Haslam's veto message was read Monday night to the House and, as expected, Rep. Jerry Sexton, R-Bean Station, the bill's sponsor, filed a notice he planned to attempt an override on Wednesday.

If successful there and in the Senate, it would be the first time the GOP-controlled General Assembly would have overridden Haslam, whose previous three vetoes came after lawmakers had adjourned their annual session and left town.

Overriding a Tennessee governor's veto is relatively easy. All it takes is the same number of votes constitutionally required to pass a bill - 50 of the 99-member chamber. The Bible bill passed the House last year with 55 votes.

photo In this April 13, 2016 photo, Tennessee Gov. Bill Haslam talks with reporters in Nashville, Tenn. Haslam vetoed a bill that would make the Holy Bible the official book of Tennessee on Thursday, April 14, 2016. (AP Photo/Mark Humphrey)

But while overriding a veto is easy in theory, it's not often done.

"I wouldn't vote to override the governor," said Rep. David Shepard, D-Dickson, who voted for the bill last year and isn't seeking re-election. "I trust what he's doing. He's obviously put a lot of thought in this."

Senators passed the measure this year with 19 votes in the 33-member chamber.

In his veto message to the House, Haslam wrote that "my personal feeling is that this bill trivializes the Bible, which I believe is a sacred text. If we believe that the Bible is the inspired word of God, then we shouldn't be recognizing it only as a book of historical and economic significance."

The governor also says if the state is "recognizing the Bible as a sacred text, then we are violating the Constitution of the United States and the Constitution of the State of Tennessee by designating it as the official state book."

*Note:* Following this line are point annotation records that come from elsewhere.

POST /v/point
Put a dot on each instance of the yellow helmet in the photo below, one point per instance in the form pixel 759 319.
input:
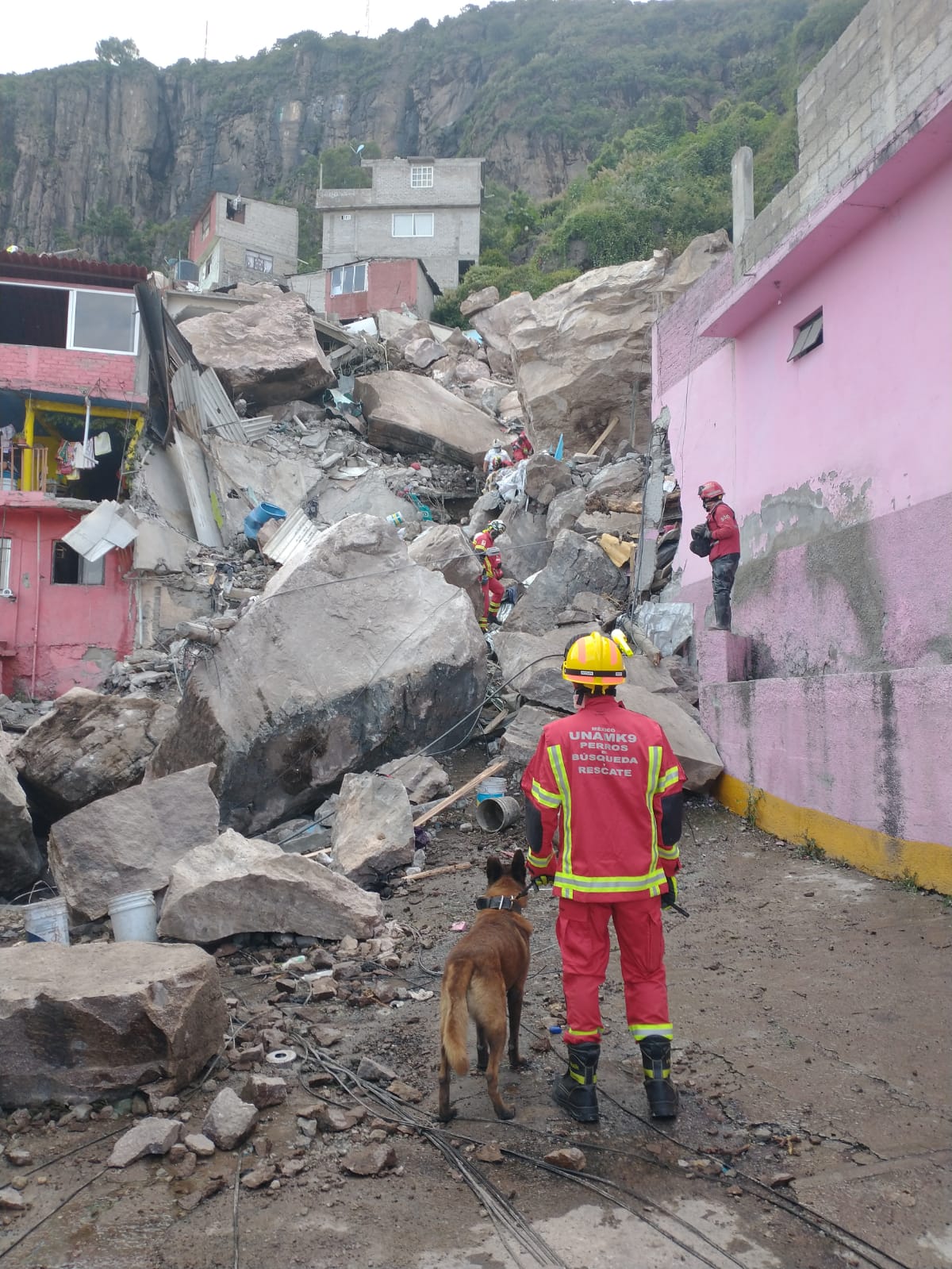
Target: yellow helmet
pixel 594 661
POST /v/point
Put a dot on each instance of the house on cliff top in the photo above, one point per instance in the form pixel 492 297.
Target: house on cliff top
pixel 812 376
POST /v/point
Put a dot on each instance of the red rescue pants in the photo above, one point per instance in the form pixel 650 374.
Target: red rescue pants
pixel 493 593
pixel 582 930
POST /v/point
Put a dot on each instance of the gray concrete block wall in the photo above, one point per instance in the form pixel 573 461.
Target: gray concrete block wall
pixel 886 63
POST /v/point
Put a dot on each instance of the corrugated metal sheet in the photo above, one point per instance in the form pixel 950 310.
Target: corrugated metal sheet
pixel 203 404
pixel 101 531
pixel 294 540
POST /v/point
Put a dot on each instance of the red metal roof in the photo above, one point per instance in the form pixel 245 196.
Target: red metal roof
pixel 57 268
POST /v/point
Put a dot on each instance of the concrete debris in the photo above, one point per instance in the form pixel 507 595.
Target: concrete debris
pixel 102 1019
pixel 321 711
pixel 374 829
pixel 89 747
pixel 408 413
pixel 149 1136
pixel 266 352
pixel 228 1120
pixel 583 349
pixel 232 885
pixel 370 1160
pixel 131 840
pixel 423 778
pixel 264 1090
pixel 21 858
pixel 574 565
pixel 446 550
pixel 479 300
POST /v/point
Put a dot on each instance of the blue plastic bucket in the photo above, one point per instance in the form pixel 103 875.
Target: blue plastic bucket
pixel 260 515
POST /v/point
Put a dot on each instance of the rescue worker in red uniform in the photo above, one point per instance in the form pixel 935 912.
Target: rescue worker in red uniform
pixel 723 529
pixel 493 590
pixel 608 781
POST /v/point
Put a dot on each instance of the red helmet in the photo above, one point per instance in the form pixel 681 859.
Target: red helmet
pixel 708 490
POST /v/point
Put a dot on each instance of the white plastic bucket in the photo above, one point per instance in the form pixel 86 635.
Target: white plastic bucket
pixel 133 917
pixel 494 786
pixel 48 921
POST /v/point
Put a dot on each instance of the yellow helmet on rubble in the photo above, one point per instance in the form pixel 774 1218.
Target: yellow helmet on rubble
pixel 594 661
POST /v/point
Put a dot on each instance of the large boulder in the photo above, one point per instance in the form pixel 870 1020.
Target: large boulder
pixel 374 828
pixel 21 859
pixel 89 747
pixel 267 352
pixel 412 414
pixel 574 565
pixel 329 673
pixel 497 322
pixel 131 840
pixel 446 550
pixel 695 749
pixel 583 349
pixel 102 1019
pixel 244 886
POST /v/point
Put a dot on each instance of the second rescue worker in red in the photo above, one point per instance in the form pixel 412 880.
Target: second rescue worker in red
pixel 608 779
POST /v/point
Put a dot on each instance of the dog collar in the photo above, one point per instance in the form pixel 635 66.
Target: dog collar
pixel 505 902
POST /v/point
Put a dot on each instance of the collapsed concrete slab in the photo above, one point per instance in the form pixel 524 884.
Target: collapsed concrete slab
pixel 235 885
pixel 446 550
pixel 103 1019
pixel 267 352
pixel 584 348
pixel 131 840
pixel 412 414
pixel 423 778
pixel 355 674
pixel 21 859
pixel 574 565
pixel 89 747
pixel 374 828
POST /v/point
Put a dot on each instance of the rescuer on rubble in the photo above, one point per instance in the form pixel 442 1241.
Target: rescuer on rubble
pixel 608 781
pixel 493 590
pixel 724 537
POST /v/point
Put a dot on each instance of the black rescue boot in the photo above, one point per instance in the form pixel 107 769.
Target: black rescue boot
pixel 657 1063
pixel 575 1090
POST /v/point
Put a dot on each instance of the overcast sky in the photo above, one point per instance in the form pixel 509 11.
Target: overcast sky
pixel 63 32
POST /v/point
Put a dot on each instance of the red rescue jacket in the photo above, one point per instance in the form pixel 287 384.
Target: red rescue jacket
pixel 724 531
pixel 600 777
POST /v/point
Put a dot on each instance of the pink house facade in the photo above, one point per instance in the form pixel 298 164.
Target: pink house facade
pixel 831 702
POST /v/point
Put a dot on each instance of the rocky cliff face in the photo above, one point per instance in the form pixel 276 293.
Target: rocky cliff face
pixel 158 141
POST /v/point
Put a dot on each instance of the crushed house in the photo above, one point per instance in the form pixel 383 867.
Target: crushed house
pixel 418 209
pixel 240 239
pixel 74 383
pixel 812 377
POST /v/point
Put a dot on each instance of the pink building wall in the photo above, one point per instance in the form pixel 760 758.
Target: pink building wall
pixel 55 637
pixel 839 467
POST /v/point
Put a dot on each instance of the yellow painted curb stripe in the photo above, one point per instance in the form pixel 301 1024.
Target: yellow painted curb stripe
pixel 930 862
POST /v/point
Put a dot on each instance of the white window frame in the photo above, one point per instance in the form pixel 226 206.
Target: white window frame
pixel 71 321
pixel 258 256
pixel 418 231
pixel 340 283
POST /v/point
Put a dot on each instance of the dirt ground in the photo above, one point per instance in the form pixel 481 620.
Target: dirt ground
pixel 812 1017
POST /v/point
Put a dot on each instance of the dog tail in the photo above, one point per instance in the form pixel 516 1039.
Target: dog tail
pixel 454 1014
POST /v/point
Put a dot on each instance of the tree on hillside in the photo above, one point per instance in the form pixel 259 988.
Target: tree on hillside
pixel 117 52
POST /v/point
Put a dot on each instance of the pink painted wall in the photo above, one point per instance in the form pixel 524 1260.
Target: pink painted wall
pixel 60 370
pixel 78 631
pixel 390 283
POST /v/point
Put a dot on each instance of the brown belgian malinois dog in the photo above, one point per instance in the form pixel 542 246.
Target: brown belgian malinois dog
pixel 484 972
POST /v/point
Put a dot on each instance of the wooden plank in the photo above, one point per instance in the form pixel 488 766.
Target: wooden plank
pixel 606 434
pixel 461 792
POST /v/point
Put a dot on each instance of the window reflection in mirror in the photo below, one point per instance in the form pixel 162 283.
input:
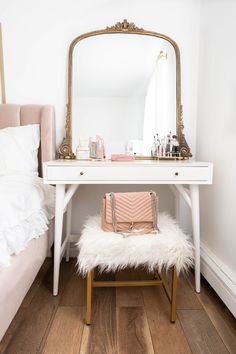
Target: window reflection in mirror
pixel 124 89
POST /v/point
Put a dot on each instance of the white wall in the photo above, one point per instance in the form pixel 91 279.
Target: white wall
pixel 216 141
pixel 37 35
pixel 116 119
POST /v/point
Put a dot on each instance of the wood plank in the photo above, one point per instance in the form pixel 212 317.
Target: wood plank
pixel 186 295
pixel 220 316
pixel 167 337
pixel 66 331
pixel 129 297
pixel 100 337
pixel 31 331
pixel 133 333
pixel 200 332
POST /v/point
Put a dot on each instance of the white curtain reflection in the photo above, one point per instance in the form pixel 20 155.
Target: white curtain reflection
pixel 158 107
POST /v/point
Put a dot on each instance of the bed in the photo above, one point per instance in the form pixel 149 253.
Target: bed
pixel 16 279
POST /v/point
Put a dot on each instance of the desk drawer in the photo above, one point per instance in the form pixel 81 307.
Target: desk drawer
pixel 118 174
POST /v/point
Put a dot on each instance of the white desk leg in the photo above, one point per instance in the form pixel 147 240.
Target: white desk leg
pixel 68 229
pixel 194 192
pixel 60 192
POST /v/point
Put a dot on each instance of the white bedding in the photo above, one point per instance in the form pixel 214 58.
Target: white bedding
pixel 26 206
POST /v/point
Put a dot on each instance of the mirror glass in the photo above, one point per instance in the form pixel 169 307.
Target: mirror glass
pixel 124 90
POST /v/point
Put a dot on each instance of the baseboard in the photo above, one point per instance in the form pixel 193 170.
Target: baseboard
pixel 220 277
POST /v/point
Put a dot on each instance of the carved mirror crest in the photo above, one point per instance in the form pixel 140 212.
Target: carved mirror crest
pixel 118 79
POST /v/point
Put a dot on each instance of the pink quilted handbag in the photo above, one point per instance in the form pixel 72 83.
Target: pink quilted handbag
pixel 130 213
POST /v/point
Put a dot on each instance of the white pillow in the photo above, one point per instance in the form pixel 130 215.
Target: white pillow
pixel 19 149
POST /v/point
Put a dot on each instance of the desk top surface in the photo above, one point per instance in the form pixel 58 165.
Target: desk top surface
pixel 109 163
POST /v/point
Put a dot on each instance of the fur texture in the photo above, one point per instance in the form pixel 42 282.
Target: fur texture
pixel 110 251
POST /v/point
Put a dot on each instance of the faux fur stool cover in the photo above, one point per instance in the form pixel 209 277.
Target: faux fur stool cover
pixel 110 251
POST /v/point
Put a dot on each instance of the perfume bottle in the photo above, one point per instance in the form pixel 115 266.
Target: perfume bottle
pixel 154 147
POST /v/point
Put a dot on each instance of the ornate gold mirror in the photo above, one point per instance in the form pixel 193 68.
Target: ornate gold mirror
pixel 124 84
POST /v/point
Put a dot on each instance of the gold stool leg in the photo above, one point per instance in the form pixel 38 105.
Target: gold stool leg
pixel 89 297
pixel 173 295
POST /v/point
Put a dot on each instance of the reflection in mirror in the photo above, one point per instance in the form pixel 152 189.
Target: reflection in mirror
pixel 124 90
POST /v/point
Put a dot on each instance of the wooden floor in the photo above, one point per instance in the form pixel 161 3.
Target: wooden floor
pixel 125 320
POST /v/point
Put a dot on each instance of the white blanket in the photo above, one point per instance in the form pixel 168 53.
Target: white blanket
pixel 26 206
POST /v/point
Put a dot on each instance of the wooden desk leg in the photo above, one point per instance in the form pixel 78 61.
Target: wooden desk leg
pixel 194 192
pixel 60 192
pixel 68 229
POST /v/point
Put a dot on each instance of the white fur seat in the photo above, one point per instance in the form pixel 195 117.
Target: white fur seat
pixel 110 251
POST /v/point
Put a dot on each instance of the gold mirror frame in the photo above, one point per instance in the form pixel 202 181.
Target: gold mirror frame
pixel 2 79
pixel 125 27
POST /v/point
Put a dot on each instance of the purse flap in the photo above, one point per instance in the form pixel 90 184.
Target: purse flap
pixel 130 207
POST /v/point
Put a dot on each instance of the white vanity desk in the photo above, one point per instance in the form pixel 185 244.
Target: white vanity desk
pixel 68 175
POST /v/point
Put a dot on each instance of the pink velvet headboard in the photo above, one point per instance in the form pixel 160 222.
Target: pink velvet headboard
pixel 12 115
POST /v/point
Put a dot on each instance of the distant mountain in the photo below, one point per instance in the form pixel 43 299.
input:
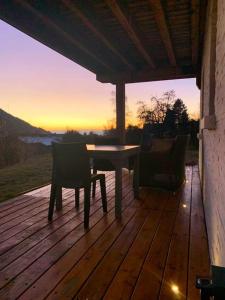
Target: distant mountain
pixel 10 125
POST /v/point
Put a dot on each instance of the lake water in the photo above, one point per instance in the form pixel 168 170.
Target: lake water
pixel 45 140
pixel 57 137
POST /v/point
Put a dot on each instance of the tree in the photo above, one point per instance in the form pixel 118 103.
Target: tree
pixel 156 112
pixel 181 116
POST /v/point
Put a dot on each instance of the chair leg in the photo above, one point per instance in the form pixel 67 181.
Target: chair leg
pixel 59 198
pixel 87 191
pixel 94 184
pixel 77 197
pixel 103 194
pixel 52 202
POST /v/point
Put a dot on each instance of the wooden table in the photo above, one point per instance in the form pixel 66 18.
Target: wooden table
pixel 118 156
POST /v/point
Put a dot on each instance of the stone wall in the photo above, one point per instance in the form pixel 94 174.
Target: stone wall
pixel 213 173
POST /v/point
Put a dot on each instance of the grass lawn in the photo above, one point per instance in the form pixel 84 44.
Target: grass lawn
pixel 24 176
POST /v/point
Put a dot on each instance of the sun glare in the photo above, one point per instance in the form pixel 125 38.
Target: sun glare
pixel 175 289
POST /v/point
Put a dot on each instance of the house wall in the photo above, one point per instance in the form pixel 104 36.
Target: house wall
pixel 213 140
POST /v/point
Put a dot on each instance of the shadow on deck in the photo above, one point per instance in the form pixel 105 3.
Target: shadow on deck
pixel 155 251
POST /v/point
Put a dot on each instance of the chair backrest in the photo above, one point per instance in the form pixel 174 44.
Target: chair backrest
pixel 71 165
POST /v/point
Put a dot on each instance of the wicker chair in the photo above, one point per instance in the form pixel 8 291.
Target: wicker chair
pixel 164 169
pixel 71 169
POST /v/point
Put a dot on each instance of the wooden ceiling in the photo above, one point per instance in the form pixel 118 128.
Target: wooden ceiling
pixel 120 41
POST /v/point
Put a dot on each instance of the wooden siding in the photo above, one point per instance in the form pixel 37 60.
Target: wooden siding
pixel 159 242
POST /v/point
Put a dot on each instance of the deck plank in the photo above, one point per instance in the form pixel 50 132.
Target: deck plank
pixel 174 282
pixel 198 253
pixel 160 240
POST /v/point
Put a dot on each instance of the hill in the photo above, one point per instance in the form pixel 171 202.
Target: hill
pixel 10 125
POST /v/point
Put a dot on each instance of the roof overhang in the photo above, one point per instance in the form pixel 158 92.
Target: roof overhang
pixel 120 41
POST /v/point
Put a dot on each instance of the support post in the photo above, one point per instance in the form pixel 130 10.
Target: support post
pixel 120 111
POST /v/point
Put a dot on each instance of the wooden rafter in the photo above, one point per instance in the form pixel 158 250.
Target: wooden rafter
pixel 195 31
pixel 146 75
pixel 65 34
pixel 118 13
pixel 95 30
pixel 160 18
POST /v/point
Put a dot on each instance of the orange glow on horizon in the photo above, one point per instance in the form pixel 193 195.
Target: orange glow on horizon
pixel 49 91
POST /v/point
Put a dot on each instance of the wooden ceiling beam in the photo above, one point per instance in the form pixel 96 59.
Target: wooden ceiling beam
pixel 160 18
pixel 195 31
pixel 118 13
pixel 71 5
pixel 65 34
pixel 147 75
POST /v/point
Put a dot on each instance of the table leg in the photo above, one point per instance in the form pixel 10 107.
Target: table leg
pixel 118 188
pixel 136 176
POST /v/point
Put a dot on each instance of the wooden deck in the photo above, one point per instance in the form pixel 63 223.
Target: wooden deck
pixel 154 252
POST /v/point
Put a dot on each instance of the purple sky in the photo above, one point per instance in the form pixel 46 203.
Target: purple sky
pixel 48 90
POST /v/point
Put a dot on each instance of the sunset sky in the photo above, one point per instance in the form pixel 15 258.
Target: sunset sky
pixel 47 90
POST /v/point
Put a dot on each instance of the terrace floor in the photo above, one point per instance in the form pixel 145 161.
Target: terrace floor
pixel 154 252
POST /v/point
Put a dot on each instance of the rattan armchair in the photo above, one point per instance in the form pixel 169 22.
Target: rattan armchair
pixel 71 169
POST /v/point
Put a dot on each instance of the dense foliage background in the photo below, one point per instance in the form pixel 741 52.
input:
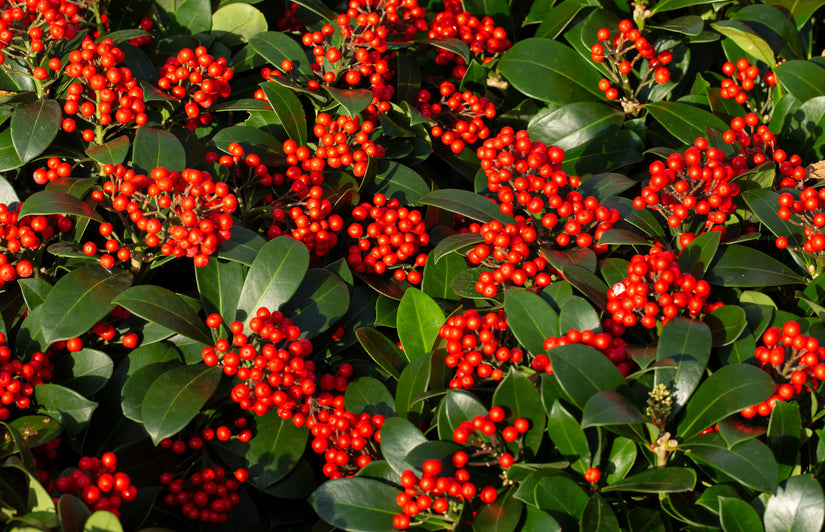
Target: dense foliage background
pixel 489 265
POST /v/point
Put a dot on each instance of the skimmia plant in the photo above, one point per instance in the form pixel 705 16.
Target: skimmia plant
pixel 488 265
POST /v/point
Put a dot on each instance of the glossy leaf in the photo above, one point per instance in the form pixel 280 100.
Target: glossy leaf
pixel 358 504
pixel 549 71
pixel 531 319
pixel 582 372
pixel 34 126
pixel 728 390
pixel 175 397
pixel 78 300
pixel 419 319
pixel 275 275
pixel 661 480
pixel 159 305
pixel 688 344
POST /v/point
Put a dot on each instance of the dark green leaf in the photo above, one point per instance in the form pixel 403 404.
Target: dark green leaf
pixel 531 319
pixel 79 300
pixel 34 126
pixel 728 390
pixel 549 71
pixel 160 305
pixel 275 275
pixel 175 397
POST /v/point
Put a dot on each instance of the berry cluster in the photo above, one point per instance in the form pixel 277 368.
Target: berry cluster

Tennessee Attorney General Herbert Slatery recently issued a legal opinion saying the measure in his view violates both the Tennessee and U.S. Constitutions.

Shepard said Rep. Johnny Shaw, D-Bolivar, an ordained minister, has told him he also plans not to support overriding Haslam.

Asked where he is on overrriding Haslam, Rep. Steve McDaniel, R-Powells Crossroads, the deputy House speaker, said, "I'm studying about it. I'm thinking about it. I voted for it and I'm thinking about it. It always has an impact when a governor vetoes" a bill.

Rep. William Lamberth, R-Portland, an attorney, who also voted for the bill last year, said he too is re-evaluating the measure in light of Haslam's veto.

"It's not really about whether the Bible can be a state book, it's whether I want to vote to override the governor's veto on this issue."

He noted that last year the House failed to adopt an amendment that would have made President Andrew Jackson's personal Bible the state's official book. It failed.

"I feel that would have been a very, very good way to resolve this from a constitutional standpoint," Lamberth said, noting that "to just make the amorphous Bible the state book is problematic from a constitutional standpoint. There's no doubt about it."

Sexton, a former Baptist minister, refused to discuss the veto override or the hesitations by some colleagues with a reporter. If he fails to get continued support from just six colleagues - they wouldn't have to vote no and could simply abstain - the attempted override would fail to meet the required 50 votes.

The effort could be easier in the Senate where just three of the 19 senators who voted yes could decide not to support the override and scuttle the effort. A bill needs 17 votes to succeed there.

But the preacher-turn-businessman was clearly nervous on the House floor, fearing treachery from senators down the hall.

"It's my understanding the Senate may close and not hear it," Sexton told the chamber.

He wanted to know how many votes it would take to suspend or change House rules. The answer is 66 of the 99 members. After evidently gaining some assurance in a hast1ily called, off-microphone consultation with House Speaker Beth Harwell, R-Nashville, and House Clerk Joe McCord, he dropped the issue.